Et cet été, Saint-Précaire a même fait irruption dans le monde de l’art parisien, avec une expo intitulée « Homo Precarius  » [3], où pas moins d’une soixantaine d’artistes auront donné leur vision personnelle de l’icône, nouveau Saint-Patron post-industriel...
Tandis que venues des pays anglo-saxons, mais se développant peu à peu et un peu partout, d’étranges églises, rituels et prédicateurs vouent un culte aux icônes de nos sociétés de consommation : culte soit « positif  », avec par exemple « L’Eglise de la Très-Sainte Consommation  », soit négatif avec les actions-sermons du « Reverend Billy and the Chruch of Stop Shopping  ».
On nous l’avait dit, ce siècle nouveau serait religieux ; on vous l’avait dit, ce siècle nouveau serait celui de la mutation du travail et de la généralisation de la figure du travailleur précaire... Alors pourquoi pas une mythologie précaire ?
On nous l’avait dit, ce siècle nouveau serait religieux, on l’avait vu, ce siècle serait celui du marketing, de la croissance et de la consommation érigée en dogme... Alors pourquoi pas une mythologie des produits de consommation ?

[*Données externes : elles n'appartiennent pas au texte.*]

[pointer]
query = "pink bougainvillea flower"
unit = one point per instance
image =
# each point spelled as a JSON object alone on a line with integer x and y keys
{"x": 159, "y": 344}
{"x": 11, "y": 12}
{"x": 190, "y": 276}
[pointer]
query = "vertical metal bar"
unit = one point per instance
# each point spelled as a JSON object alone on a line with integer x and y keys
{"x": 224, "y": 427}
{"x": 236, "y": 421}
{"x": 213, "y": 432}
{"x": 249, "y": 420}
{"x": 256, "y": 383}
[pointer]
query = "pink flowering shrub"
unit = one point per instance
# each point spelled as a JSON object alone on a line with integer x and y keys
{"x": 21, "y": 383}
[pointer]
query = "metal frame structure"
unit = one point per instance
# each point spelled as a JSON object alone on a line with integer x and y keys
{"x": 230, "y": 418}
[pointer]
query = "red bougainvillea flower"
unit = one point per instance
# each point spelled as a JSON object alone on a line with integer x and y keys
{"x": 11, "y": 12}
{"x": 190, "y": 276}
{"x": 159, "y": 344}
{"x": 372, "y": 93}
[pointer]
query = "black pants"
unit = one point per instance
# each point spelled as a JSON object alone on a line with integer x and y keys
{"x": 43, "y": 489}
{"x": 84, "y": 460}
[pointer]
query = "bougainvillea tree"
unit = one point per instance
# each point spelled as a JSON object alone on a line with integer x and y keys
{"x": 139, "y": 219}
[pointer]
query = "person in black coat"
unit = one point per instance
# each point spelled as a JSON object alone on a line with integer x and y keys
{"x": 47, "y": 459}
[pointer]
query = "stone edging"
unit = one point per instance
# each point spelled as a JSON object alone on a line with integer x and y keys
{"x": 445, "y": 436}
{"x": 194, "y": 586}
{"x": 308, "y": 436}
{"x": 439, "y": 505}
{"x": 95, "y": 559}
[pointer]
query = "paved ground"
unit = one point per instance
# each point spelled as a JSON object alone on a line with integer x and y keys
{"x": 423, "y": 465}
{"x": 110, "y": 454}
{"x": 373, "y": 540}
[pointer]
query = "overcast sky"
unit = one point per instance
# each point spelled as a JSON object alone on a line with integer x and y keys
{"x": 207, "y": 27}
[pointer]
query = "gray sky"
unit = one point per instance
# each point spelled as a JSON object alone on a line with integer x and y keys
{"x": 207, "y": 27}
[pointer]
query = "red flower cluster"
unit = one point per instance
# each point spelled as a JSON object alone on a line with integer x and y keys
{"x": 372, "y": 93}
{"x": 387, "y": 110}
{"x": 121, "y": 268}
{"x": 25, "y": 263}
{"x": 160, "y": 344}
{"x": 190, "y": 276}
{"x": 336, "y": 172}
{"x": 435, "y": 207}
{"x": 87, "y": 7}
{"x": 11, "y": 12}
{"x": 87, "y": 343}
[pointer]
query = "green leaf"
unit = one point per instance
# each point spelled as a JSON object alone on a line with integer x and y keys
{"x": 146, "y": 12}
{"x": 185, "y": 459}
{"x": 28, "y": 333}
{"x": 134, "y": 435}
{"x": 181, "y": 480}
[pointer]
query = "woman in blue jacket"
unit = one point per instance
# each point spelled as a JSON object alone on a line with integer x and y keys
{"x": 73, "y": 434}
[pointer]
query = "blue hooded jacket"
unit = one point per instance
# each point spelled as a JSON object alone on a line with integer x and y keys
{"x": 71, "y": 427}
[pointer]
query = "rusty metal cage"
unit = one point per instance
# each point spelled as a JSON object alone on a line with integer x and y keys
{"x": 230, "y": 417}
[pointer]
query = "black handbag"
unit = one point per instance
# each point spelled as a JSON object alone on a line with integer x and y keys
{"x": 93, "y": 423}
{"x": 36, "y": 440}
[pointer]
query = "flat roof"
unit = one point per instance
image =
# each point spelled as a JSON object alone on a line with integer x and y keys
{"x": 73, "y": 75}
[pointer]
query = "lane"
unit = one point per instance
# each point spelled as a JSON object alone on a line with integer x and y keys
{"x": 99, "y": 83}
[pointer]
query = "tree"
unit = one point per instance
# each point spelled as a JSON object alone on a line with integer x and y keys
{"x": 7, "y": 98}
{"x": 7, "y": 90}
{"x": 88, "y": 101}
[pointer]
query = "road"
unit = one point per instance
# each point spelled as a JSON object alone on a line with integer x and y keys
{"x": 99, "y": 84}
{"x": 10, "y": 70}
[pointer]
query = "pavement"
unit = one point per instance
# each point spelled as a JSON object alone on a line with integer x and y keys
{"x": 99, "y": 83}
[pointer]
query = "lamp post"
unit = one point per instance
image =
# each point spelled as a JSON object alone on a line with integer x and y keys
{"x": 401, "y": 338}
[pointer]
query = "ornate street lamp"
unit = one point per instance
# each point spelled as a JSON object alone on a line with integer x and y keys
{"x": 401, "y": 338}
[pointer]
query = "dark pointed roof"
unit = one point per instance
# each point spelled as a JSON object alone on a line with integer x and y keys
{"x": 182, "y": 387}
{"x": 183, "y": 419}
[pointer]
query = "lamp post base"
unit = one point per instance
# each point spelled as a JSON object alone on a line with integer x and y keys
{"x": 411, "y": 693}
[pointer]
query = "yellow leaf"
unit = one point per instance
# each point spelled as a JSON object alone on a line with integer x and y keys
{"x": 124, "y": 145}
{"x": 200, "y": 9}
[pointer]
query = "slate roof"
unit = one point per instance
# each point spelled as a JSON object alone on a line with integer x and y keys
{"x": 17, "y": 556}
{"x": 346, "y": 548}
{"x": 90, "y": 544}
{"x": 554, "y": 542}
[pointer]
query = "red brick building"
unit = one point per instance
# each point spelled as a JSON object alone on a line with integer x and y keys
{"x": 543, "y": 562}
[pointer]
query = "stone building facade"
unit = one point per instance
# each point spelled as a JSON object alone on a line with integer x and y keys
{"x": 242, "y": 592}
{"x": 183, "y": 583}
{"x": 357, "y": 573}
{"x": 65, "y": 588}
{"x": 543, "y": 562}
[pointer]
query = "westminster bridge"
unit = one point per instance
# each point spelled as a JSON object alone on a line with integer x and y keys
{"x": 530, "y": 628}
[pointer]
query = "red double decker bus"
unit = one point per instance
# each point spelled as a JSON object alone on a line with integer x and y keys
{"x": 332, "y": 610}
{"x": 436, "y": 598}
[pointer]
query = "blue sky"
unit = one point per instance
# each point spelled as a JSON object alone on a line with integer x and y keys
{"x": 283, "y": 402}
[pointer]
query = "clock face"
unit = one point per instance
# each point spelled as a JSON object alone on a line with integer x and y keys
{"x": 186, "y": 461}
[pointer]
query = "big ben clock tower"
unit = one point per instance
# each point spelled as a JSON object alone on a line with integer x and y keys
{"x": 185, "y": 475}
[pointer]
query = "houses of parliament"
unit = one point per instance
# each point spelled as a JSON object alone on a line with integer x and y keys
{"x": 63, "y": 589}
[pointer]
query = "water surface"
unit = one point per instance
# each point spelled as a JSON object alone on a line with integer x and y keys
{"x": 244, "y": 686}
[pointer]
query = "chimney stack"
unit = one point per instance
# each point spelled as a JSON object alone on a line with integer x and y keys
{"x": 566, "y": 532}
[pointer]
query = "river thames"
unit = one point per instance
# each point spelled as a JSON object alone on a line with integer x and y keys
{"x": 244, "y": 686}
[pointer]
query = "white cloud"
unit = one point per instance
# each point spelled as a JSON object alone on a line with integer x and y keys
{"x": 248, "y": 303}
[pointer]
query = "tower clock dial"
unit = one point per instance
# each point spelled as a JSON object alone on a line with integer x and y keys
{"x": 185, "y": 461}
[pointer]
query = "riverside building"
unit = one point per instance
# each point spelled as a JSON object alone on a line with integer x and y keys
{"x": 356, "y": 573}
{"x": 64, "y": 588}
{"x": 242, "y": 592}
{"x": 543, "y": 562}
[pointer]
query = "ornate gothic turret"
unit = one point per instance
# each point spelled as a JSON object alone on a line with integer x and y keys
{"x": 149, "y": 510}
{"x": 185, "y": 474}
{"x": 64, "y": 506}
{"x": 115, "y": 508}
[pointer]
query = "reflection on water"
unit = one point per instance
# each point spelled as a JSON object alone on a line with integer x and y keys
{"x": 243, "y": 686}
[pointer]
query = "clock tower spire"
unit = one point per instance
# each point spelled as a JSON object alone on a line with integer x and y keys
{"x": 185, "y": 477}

De nouvelles Eglises, les supermarchés,
Une nouvelle religion, la Consommation !
"La consommation est une religion dégradée, la croyance dans la résurrection infinie des choses, dont le supermarché forme l’Eglise et la publicité les Evangiles"... Voilà la phrase bien sentie de l’intellectuel français Pascal Bruckner que « L’Eglise de la Très-Sainte Consommation  » a choisi de mettre en exergue sur son site www.consomme.org.
Le culte de la croissance est devenu un véritable dogme universel et l’idéologie de la consommation une véritable religion matérialiste. Les « grosses courses  » du samedi, les séances de lèche-vitrines entre ami-e-s du week-end, ou encore les périodes de soldes se sont érigées en véritables rituels populaires.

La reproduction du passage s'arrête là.